23

59 16 0
                                    

Sepuluh menit sudah Maurel dan lainnya menunggu kedatangan polisi. Namun, tidak ada tanda-tanda sama sekali tentang mereka. Maurel merasa kesal sendiri. Dia tidak tahu apa yang terjadi pada Kanaya dan Arsa di dalam sana. Belum lagi Arumi ikut terlibat di sana.

"Rey, lo beneran udah nelpon polisi belum sih?"

"Udah, sabar, rel!"

"Sabar mulu! Adek gua noh di dalem!"

Reygan dan sisanya hanya bisa menghela nafas. Mereka semua tahu bagaimana khawatirnya Maurel dengan keadaan Kanaya di dalam sana. Tapi, mereka tidak mau ambil resiko maju tanpa orang dewasa. Karena jelas sekali, yang mereka lawan adalah orang dewasa. Bahkan salah satunya adalah guru mereka sendiri.

Tak selang semenit, sirine polisi terdengar menggelegar.

"Anjir polisi bego! Kenapa sirinenya di nyalain sih!?" Maurel sudah sangat kesal kali ini. Yerlebih ketika dua orang dewasa di depan sana buru-buru naik ke dalam mobil dan kabur dengan gerak cepat.

"WOY!!" Nasi sudah jadi bubur. Pelaku itu bebas begitu saja tanpa sempat mereka pukuli habis-habisan.

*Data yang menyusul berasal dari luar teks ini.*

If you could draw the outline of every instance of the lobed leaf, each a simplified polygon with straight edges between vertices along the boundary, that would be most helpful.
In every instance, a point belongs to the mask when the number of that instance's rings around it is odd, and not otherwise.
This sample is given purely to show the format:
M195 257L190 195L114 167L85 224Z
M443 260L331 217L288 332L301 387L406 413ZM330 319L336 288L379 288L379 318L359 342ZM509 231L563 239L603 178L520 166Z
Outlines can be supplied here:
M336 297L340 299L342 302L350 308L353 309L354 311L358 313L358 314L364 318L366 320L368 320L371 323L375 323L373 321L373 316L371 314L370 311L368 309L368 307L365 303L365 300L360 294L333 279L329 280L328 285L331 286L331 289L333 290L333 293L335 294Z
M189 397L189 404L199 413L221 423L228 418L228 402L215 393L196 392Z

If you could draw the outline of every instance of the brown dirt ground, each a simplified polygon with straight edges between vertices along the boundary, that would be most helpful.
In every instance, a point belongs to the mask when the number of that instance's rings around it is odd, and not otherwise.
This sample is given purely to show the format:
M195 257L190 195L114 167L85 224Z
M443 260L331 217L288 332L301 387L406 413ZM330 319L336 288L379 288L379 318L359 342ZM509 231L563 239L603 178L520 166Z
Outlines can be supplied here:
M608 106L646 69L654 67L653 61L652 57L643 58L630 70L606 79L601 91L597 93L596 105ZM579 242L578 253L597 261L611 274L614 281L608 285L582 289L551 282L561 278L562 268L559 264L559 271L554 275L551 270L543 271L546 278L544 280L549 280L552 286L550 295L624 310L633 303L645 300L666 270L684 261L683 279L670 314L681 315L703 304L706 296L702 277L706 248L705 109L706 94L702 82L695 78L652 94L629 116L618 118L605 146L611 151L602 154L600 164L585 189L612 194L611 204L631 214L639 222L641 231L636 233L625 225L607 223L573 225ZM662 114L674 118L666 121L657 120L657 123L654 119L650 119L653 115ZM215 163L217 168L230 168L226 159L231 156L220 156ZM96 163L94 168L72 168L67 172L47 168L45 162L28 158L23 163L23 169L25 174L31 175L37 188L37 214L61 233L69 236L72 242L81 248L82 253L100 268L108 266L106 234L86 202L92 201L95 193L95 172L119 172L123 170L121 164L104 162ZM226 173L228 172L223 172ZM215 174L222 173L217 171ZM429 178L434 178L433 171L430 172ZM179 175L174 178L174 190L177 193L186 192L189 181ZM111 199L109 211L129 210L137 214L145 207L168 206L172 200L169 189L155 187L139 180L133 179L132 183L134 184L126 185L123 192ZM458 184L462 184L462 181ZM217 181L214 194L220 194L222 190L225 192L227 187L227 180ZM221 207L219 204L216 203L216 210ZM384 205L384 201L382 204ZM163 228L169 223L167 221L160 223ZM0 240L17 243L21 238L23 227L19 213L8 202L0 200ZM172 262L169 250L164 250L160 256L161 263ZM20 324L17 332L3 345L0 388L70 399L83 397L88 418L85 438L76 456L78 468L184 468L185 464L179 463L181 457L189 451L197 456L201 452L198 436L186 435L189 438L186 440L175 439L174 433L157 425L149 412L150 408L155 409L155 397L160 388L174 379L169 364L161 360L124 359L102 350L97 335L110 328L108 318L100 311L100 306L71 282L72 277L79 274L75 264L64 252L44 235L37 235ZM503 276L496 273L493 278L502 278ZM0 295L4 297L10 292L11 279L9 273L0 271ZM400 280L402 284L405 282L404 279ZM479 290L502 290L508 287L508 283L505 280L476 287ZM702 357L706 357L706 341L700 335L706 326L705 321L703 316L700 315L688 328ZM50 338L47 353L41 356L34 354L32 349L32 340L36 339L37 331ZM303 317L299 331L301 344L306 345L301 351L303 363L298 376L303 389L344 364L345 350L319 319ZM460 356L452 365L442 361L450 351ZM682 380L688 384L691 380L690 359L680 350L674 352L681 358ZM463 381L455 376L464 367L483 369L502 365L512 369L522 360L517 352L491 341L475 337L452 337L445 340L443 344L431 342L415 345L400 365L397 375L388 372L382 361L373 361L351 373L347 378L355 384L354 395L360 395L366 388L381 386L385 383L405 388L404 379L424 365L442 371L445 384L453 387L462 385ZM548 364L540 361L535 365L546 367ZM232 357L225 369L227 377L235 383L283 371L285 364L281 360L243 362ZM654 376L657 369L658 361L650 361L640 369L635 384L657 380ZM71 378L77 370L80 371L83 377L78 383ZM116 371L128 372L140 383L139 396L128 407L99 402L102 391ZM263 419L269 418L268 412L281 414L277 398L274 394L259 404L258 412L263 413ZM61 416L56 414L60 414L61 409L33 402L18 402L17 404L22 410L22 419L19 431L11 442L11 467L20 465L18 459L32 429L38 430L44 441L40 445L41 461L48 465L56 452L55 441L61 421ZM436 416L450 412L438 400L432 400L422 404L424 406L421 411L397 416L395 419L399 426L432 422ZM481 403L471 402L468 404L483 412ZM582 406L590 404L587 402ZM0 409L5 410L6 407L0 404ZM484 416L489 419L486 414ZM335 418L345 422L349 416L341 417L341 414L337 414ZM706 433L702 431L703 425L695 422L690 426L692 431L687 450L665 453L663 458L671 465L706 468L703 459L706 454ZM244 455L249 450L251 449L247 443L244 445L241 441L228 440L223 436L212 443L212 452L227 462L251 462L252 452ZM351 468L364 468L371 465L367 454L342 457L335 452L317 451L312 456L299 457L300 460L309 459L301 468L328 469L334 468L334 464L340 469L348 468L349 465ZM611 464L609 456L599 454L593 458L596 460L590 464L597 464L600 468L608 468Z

Dengan langkah cepat, Reygan dan Vansa berlari menuju bangunan tua itu. Mencari celah untuk membuka pintu. Disusul dengan yang lainnya bersamaan dengan datangnya polisi.

Di dalam gedung, Arsa masih dengan air matanya yang terjun bebas tak berhenti. Dalam pikirannya, Kanaya dan Arumi mungkin sudah mati karena terlalu lama tenggelam di sana.

"Nay..." suara lirih Arsa yang pupus harapan.
"Bahkan lo belum buka kotak itu, Nay. Lo belum tahu semuanya yang terjadi," pengakuan Arsa bertubi-tubi.

Setelah susah payah membuka pintu, dengan sluruh tenaga yang mereka kerahkan akhirnya pintu itu tumbang dan memperlihatkan Arsa yang terkulai lemas di lantai dengan kaki dan tangan yang di borgol.

"Arsa! Kanaya mana!?" Maurel masih dengan segala emosinya. Laki-laki itu memejamkan mata kala tatapan Arsa berpindah pada kolam yang tenang di depan mereka.

Dengan gerak pasti Maurel terjun ke dalamnya, di susul oleh Vansa dengan kecepatan yang sama. Sementara polisi menggeleda segala ruangan dan mencari bukti, Reygan, Leondi dan Ardi mencoba melepaskan borgol Arsa dengan segera karena tangan laki-laki itu terlihat memerah.

"Nay! Naya bangun, Naya!!" Panggilan itu diabaikan, Kanaya dengan wajahnya yang pucat tertidur sangat pulas. Maurel bahkan tidak berharap apapun tentang adik sepupunya itu.

Di saat semuanya bersedih melihat kondisi Kanaya dan Arumi. Arsa masih dengan sisa sisa tenaganya mencoba menyelamatkan keduanya. Arsa sebisa mungkin melakukan CPR. Ketika melihat Arsa yang tidak menyerah, Vansa melakukan hal yang sama pada arumi sehingga secara bersamaan keduanya mengeluarkan air dari hidung dan mulut mereka.

Kanaya dan Arumi kembali bernafas dengan detak jantung normal. Namun, hanya Arumi yang tersadar sementara Kanaya tetap pada posisinya yang belum sadarkan diri.

"Kak.." suara Arumi lemas sekali.
"Pelan-pelan, rum." Vansa mencoba menenangkan Arumi yang tiba-tiba menangis.

"Bawa dia segera ke rumah sakit. Untuk pelakunya, kami mendapatkan sidik jari di sini. Biar ini jadi urusan kami, ambulans sudah menunggu di depan," jelas salah seorang polisi yang di balas anggukan lemah dari semua anak-anak SMA itu.

•••

Sejak kematian Laskar, Maurel tidak pernah suka dengan atmosfer rumah sakit. Ia selalu merasa sesak kala mencium wewangian khas rumah sakit. Terlebih, rumah sakit ini adalah tempat yang sama dengan rumah sakit yang dulu di tempati Laskar di hari terakhirnya. Maurel merasa seperti kembali ke masa lalu.